Referring next to FIG. 3, which illustrates aperture plate 125 is front elevational view, and also to FIGS. 4A-4B and 5A-5B, which illustrate aperture plate 125 in relationship to prism 120 and lenses 115 and 130, an additional feature of the lens design of the current invention can be better appreciated. More specifically, the aperture plate 125 of FIG. 1 can be seen, in at least some embodiments, to comprise a separate aperture for each optically active area of lenses 115 and 130. For a lens frame having two optically active areas, different sized apertures 305 and 310 can be matched to the optical characteristics, including f-number, of each associated lens arrangement. Thus, for example, if the magnification provided by the first optically active area is 3×, and the magnification provided by the second optically active area is 1×, the apertures in plate 125 can be sized to provide identifical f-numbers at each magnification.
In some embodiments, it may be desirable to simplify the aperture structure, such as by fixedly positioning the aperture plate with respect to the prism rather than moving the aperture plate with the lens 130. In such an event, a single aperture can be used, although the f-number will vary with the optical power of the lens pairs.
Referring next to FIGS. 6A-65B, an alternative arrangement is shown in which lenses 405A-B and 410A-B of FIGS. 4A-4B are converted to complementary rotationally symmetric pairs 605A-B and 610A-B. In particular, FIG. 6A shows a zoom sub-assembly for 3×, and FIG. 6B shows a zoom sub-assembly for 1×.
Having fully described multiple embodiments of the invention, those skilled in the art will recognize that there are many alternatives and equivalents which do not depart from the scope of the invention.

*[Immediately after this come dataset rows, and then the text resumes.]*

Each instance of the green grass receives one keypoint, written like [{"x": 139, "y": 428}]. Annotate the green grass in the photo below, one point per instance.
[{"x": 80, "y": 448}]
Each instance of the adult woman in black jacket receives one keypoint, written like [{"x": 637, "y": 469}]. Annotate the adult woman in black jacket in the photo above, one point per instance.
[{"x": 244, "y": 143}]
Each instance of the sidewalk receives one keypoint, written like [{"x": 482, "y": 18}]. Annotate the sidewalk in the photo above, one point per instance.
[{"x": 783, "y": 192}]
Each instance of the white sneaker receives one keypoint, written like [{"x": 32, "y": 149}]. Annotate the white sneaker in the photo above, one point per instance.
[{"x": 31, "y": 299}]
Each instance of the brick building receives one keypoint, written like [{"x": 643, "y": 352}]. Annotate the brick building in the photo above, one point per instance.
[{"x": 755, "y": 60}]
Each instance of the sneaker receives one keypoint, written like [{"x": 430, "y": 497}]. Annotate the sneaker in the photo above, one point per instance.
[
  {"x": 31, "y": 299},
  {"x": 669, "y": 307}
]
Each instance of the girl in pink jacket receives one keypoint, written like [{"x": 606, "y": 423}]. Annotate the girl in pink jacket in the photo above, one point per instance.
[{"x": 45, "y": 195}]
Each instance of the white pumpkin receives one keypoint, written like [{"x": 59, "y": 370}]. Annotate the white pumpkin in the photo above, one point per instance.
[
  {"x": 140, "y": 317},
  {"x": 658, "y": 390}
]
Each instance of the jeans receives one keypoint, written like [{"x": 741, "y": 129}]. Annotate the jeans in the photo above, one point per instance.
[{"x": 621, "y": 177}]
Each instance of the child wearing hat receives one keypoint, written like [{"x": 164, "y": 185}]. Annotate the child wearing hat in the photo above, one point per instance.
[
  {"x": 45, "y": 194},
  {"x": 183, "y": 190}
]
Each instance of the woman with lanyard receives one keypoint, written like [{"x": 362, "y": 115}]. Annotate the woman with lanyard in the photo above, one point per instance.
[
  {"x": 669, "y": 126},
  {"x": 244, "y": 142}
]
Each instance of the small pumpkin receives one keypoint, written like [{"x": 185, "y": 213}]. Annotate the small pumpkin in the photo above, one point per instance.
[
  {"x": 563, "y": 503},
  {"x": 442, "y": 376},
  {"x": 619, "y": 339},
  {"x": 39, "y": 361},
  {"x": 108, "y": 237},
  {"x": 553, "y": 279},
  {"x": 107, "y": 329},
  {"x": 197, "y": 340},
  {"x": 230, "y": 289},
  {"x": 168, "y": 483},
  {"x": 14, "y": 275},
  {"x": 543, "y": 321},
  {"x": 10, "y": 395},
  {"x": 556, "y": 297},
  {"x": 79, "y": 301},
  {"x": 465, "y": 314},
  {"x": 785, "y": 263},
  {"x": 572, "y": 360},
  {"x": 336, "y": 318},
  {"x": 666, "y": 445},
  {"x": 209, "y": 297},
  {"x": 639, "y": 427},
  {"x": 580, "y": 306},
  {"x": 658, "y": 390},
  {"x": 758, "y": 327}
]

As such, the invention is not to be limited by the foregoing description, but only by the appended claims.

Claims

I claim:

1. A optical zoom system comprising

multi-focal length lenses each comprising a plurality of optically active areas on a single lens frame,

the corresponding optically active areas of lenses are maintained in optical alignment with one another and together cooperate to provide different effective focal lengths simply by selecting the optically active area of the multi-focal length lens pair having the desired focal length and moving it into position on the optical axis,

the lens frame is moved laterally to align the selected active area with the optical axis of the focusing sub-module.